On Thu, Feb 16, 2017 at 03:53:40PM -0800, Quanah Gibson-Mount wrote:
> It appears to be crashing while writing the change to the accesslog
> database. It's odd that the value for the attribute is NULL. Do we know
> for sure what the client doing the write op to the server is sending?
The code is in perl, and looks like this:
$entry->replace(eduPersonAffiliation => \@eduPersonAffiliation);
In this case, the array @eduPersonAffiliation is empty, effectively
deleting the attribute. I'm not 100% sure what this generates on the
wire, I'd have to debug it. I can say it's the same code that's been
running for a decade or so with no issues.

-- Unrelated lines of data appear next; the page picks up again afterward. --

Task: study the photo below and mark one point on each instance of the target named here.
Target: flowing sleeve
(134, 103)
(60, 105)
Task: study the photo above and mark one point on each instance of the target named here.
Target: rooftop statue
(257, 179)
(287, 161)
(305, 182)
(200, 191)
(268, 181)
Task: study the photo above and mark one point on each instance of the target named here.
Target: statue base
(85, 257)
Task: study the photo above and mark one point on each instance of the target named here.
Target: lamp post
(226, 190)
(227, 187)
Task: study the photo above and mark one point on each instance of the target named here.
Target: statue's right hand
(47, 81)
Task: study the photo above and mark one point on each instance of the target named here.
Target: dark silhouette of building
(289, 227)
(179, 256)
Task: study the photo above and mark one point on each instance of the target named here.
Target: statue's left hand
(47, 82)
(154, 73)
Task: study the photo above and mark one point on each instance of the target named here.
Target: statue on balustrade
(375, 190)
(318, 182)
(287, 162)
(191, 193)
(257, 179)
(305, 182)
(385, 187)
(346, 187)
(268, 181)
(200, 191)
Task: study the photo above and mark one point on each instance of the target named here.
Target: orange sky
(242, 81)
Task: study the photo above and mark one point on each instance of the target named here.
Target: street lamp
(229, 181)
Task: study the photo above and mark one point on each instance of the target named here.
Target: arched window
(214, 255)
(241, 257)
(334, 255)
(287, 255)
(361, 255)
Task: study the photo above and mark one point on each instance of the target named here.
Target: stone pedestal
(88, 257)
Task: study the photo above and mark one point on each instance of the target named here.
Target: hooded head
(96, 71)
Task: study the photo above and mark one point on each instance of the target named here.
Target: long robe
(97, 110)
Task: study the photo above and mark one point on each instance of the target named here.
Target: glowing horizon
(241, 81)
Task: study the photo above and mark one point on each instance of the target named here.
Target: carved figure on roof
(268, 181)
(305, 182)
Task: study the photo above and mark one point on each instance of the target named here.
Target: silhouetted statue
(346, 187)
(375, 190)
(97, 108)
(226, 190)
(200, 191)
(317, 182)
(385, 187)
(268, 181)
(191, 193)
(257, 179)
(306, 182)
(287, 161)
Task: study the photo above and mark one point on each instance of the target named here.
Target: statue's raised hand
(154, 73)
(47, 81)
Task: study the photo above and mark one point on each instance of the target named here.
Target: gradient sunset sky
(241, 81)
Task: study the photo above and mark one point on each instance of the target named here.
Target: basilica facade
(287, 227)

> Yeah, so this is the operation that actually failed... It'd be interesting
> to know if it succeeded in the primary DB, but failed when writing to the
> accesslog DB
I already reran that operation to fix the expiration, but the next time
it crashes I'll take a look at the primary and secondaries first to see
if they're out of sync.
> Hm, so I guess my question would be is it doing the op like this:
Hmm, the expiration code when removing an expiration looks like:
$entry->delete('cppEduPersonExpiration');
So it should be a delete on the wire for removing the attribute. You
think it crashed on the expiration operating, even though the backtrace
shows the segfault having the eduPersonAffiliation accesslog reqStart
id?
> dn: ...
> changetype: modify
> replace: csupomonaEduPersonExpiration
> csupomonaEduPersonExpiration:
>
> Or is it doing it like this:
>
> dn: ...
> changetype: modify
> delete: csupomonaEduPersonExpiration
>
> Because the NULL value seems to imply the former.